During one of my home care visits, Mr. Hampton shared the details of his last office visit with his provider and the provider’s recommendations to begin dialysis. I had been caring for Mr. Hampton for quite some time and had developed a trusting, nurturing relationship with him. I listened empathetically to Mr. Hampton, presenting a professional, nonjudgmental demeanor, as he explained that he had chosen not to pursue dialysis.

Mr. Hampton lived with his daughter after losing much of his mobility, but his cognitive abilities remained intact. I knew that without dialysis, Mr. Hampton’s physical condition and sharp cognition would deteriorate in a short amount of time. While I respected Mr. Hampton’s decision, I knew I needed to inform Mr. Hampton and his daughter about what to expect moving forward to ensure that a well-informed decision was being made.

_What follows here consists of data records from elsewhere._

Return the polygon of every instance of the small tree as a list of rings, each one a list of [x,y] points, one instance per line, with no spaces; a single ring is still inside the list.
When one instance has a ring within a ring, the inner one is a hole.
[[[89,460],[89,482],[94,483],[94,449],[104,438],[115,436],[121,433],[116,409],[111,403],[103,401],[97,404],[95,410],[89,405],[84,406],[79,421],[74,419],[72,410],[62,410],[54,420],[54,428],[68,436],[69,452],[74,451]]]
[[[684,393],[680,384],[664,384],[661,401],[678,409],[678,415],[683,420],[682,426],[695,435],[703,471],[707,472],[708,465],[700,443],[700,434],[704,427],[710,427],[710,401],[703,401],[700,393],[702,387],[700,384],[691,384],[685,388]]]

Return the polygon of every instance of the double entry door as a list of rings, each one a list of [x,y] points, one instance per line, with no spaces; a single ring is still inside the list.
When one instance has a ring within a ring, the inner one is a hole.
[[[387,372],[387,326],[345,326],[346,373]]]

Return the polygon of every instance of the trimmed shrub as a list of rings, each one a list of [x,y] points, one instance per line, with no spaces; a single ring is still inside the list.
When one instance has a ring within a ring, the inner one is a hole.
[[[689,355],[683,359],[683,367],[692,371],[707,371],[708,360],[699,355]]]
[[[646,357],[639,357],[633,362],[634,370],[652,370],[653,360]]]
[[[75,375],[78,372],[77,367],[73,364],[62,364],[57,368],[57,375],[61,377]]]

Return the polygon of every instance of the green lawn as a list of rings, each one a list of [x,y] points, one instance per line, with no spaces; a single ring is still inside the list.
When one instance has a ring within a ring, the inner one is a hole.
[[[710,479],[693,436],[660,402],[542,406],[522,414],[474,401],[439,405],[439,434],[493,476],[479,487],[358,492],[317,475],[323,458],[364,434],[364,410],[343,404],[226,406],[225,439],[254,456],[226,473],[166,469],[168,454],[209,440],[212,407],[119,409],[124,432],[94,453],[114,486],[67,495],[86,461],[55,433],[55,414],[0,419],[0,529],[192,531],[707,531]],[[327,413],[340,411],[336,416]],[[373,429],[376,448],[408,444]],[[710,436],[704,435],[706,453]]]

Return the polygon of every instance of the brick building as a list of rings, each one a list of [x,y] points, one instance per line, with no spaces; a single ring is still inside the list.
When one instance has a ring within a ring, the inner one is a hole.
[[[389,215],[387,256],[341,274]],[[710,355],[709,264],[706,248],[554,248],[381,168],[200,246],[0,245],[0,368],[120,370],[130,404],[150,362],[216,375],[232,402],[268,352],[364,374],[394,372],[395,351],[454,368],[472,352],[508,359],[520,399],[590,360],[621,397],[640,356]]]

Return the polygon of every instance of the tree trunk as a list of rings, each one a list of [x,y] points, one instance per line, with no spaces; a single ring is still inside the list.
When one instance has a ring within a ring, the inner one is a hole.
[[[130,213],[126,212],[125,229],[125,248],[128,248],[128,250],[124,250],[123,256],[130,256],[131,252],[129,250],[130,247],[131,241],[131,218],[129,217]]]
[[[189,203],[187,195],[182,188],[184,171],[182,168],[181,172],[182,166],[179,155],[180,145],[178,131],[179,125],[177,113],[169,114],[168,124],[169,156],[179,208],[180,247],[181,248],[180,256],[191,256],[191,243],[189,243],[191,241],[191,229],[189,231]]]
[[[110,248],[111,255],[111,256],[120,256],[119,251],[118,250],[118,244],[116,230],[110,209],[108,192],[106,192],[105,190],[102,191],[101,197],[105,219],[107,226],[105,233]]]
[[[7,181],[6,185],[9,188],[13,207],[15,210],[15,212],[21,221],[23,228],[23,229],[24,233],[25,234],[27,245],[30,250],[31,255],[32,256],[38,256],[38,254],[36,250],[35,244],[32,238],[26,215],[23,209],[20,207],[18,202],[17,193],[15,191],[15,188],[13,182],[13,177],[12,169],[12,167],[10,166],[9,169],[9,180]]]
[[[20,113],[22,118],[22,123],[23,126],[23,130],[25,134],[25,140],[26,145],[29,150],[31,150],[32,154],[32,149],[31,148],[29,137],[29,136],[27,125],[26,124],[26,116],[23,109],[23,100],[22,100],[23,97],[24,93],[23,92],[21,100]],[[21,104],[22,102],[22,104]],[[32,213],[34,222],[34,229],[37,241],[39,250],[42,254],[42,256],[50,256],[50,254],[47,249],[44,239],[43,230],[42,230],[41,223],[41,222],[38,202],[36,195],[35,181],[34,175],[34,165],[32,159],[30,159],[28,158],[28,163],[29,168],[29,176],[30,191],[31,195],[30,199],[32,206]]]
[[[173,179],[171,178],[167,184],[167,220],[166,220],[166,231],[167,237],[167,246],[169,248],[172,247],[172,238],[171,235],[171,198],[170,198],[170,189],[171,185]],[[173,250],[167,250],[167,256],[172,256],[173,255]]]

I proceeded to help Mr. Hampton and his daughter with additional end-of-life care decisions, including completing an advance directive and durable power of attorney, to ensure that Mr. Hampton’s needs and desires would be carried out. I assisted them with their admission to hospice care. I remained attentive to their needs, provided emotional support, and continued to coordinate Mr. Hampton’s care until his passing. For several weeks afterward, my agency remained in contact with Mr. Hampton’s daughter to ensure she received emotional support as she transitioned through the bereavement process. The importance of end-of-life care was personified as Mr. Hampton passed with his dignity intact, and his daughter was emotionally supported throughout the entire process.